Governo avalia mudar lei para afastar da Receita corregedor visto como bolsonarista
BRASÍLIA, DF (FOLHAPRESS) - O governo de Luiz Inácio Lula da Silva (PT) avalia mudar a legislação que define as regras do Sistema de Correição do Poder Executivo para pressionar o corregedor da Receita Federal, tido como bolsonarista, a entregar o cargo.
As normas vigentes foram baixadas por um decreto de Lula em 2005 que delegou à CGU (Controladoria-Geral da União) o poder sobre a atividade de controle dos órgãos da administração pública federal.
Agora, pareceres jurídicos encomendados pela nova diretoria da Receita analisam a possibilidade de que o presidente Lula possa, ao mudar a lei que norteia as corregedorias, abrir caminho para a troca do corregedor, o auditor João José Tafner, cujo mandato expira em fevereiro de 2025. .
Considerado bolsonarista pelo atual governo e colegas do fisco, Tafner participou de atos de campanha pró-Bolsonaro em 2018 e chegou a posar para fotos ao lado do então candidato a deputado Eduardo Bolsonaro (então PSL-SP), usando camisa da seleção brasileira e adesivo de um outro candidato do PSL, partido pelo qual o presidente foi eleito.
Seu nome também é mencionado por integrantes da equipe econômica como sendo ligado ao senador Flávio Bolsonaro, que acionou a corregedoria no passado sob a suspeita de que auditores tenham vasculhado suas informações indevidamente no chamado "caso das rachadinhas". Posteriormente, eles foram inocentados.
O corregedor, porém, afirmou a amigos que não tem relação com o clã Bolsonaro e que, em momentos diferentes, posou para foto ao lado de Eduardo porque o parlamentar compareceu a um evento promovido pelo sindicato dos auditores.
Menospreza o episódio ao dizer que todo mundo em Brasília tem alguma foto com um político e que isso não significa vinculação partidária ou ideológica.
Na CGU, agora comandada por Vinicius Carvalho, um quadro técnico do PT, o assunto é tratado com reserva.
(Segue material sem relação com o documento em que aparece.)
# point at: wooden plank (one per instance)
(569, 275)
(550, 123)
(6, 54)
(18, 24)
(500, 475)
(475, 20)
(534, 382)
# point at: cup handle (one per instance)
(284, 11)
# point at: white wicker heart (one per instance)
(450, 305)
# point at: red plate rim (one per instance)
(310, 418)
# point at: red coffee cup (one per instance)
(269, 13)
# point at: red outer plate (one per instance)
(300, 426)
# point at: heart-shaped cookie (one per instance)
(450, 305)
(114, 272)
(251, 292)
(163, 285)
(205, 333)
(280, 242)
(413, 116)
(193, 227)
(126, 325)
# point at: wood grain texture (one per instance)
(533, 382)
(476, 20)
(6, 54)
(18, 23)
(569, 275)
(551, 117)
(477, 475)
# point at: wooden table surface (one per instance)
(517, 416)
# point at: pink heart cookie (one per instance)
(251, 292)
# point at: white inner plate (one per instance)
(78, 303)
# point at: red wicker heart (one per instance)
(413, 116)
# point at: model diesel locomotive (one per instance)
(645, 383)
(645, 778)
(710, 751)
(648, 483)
Há quem defenda não ser possível mexer nos mandatos vigentes, mesmo com a mudança da lei, e aqueles que veem brechas para que isso ocorra -posição predominante no atual comando da Receita.
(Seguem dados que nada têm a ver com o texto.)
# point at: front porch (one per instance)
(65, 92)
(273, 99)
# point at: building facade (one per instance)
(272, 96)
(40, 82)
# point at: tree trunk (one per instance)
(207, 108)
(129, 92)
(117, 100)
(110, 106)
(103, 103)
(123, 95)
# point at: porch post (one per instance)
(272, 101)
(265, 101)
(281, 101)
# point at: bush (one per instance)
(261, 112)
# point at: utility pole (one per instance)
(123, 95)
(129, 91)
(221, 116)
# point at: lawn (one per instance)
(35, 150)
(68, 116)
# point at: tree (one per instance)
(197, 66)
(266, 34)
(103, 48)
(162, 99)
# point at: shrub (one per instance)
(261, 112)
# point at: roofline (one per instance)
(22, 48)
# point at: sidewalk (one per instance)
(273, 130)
As conversas com o Tafner, um auditor de carreira prestes a se aposentar, estão paralisadas desde o falecimento de seu pai, há cerca de uma semana.
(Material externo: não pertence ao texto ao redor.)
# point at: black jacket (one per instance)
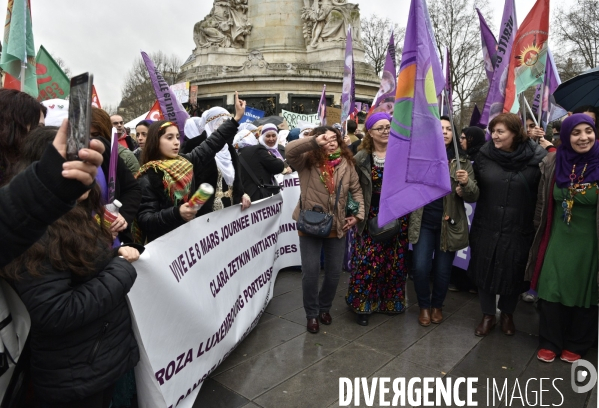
(81, 338)
(264, 166)
(208, 173)
(127, 190)
(502, 229)
(157, 215)
(34, 199)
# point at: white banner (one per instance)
(202, 288)
(294, 118)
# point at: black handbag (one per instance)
(266, 190)
(384, 233)
(316, 222)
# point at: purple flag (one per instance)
(489, 45)
(114, 159)
(416, 172)
(475, 118)
(322, 107)
(347, 100)
(385, 97)
(171, 108)
(496, 95)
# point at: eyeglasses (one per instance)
(383, 129)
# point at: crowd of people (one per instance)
(534, 232)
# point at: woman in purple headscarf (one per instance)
(563, 263)
(378, 269)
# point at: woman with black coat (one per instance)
(507, 172)
(167, 178)
(260, 163)
(74, 286)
Até o momento, o secretário da Receita, Robinson Barreirinhas, não recebeu sinalização de que o corregedor se disponha a entregar o cargo, o que resolveria o problema para a atual gestão.
Interlocutores do corregedor afirmam que ele não tem essa intenção e que, nas próximas conversas com Barreirinhas, vai tentar convencê-lo de que não é bolsonarista.
Caso perceba que sua substituição tem conotação política e que o governo quer o cargo, só concordará em encerrar o mandato em favor de seu vice ou de outro servidor do órgão de controle.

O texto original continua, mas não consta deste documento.